Es ist aus meiner Sicht der alte Fehler, dass angenommen wird, dass Heterosexuelle, die rumknutschen, es schwerer machen für Homosexuelle oder das diese dadurch eingeschränkt werden. Das eine sexualfeindliche Haltung es eher allen noch schwerer macht und Homosexuelle dann erst recht negativ auffallen, scheint man dort nicht zu sehen.

Begründet wird dies immer wieder mit einem „Raum einnehmen“, etwa wie folgt bei der Mädchenmannschaft:

Der springende Punkt ist: Ob ich will oder nicht – durch meine Hetero(pärchen)performance demonstriere ich nicht nur den Normalzustand und erinnere (schmerzhaft) an ihn, ich stelle ihn auch aktiv her und re_produziere ihn. Heteronormativität ist keine Einbahnstraße: Weil hetero “normal” ist, stelle ich mein Hetendasein unhinterfragt zur Schau (nicht im Sinne von “seht alle her, ich bin hetero und finde das ganz toll!”, sondern im Sinne von “ich muss nicht verstecken, was selbstverständlich für mich ist”) und ermutige andere, dies auch zu tun – und weil so viele ihr Hetendasein unhinterfragt und selbstverständlich zur Schau stellen, ist hetero sein “normal”. Ich inszeniere mich – möglicherweise ungewollt – als einen Teil der “Normalität” und schaffe sie damit erst. Ich trage aktiv dazu bei, ein Klima aufrecht zu erhalten, einen Raum zu schaffen, in welchem lesbische, schwule, queere Zärtlichkeit deutlich als “Abweichung” sicht- und fühlbar ist. Selbst, wenn in der konkreten Situation vielleicht keine konkrete Gefährdung, aktive Ausgrenzung oder exotisiertende Kommentierung befürchtet wird – aber Diskriminierung ist mehr als verbale oder physische Gewalt. Mit meiner Hetero- und Paarperformance nehme ich anderen Ausdrucksformen und Beziehungsweisen den Raum. Auch wenn ich das gar nicht will. Auch, wenn ich “alternative” Beziehungsformen gut finde oder gar lebe, ich mich selbst gar nicht als hetero verorte, Paarsein mir doch gar nicht so wichtig ist und_oder ich mich gegen Homophobie und Heterosexismus engagiere. Und auch, wenn ich das nicht hören will.

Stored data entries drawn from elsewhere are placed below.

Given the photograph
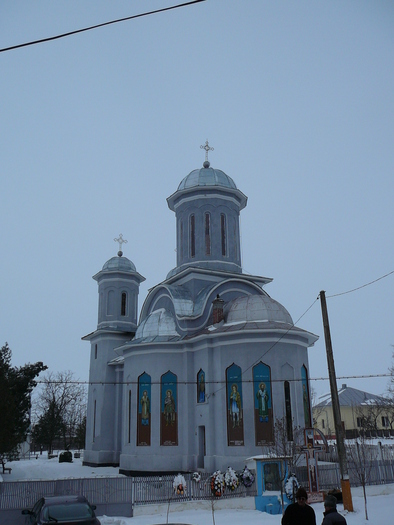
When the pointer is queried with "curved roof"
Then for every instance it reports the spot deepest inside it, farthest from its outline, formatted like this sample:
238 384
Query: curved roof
256 308
119 263
159 323
207 176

Der Gedanke des Raumnehmens scheint also zu sein, dass der Raum die öffentliche Wahrnehmung ist und jede Ausrichtung in ihr gleichwertig oder wohl noch besser gar nicht wahrgenommen werden sollte. Wenn eine Ausrichtung deutlicher auftritt, also Männer prägender wirken als Frauen, Heterosexuelle prägender wirken als Homosexuelle, dann werden diese Ausrichtungen nicht mehr als gleichwertig wahrgenommen, sondern die dominantere, mehr Raum einnehmende  Ausrichtung wird „Normalität“ und die andere wird „Abweichung“, was in dieser Vorstellung zwingend mit einer Abwertung verbunden ist.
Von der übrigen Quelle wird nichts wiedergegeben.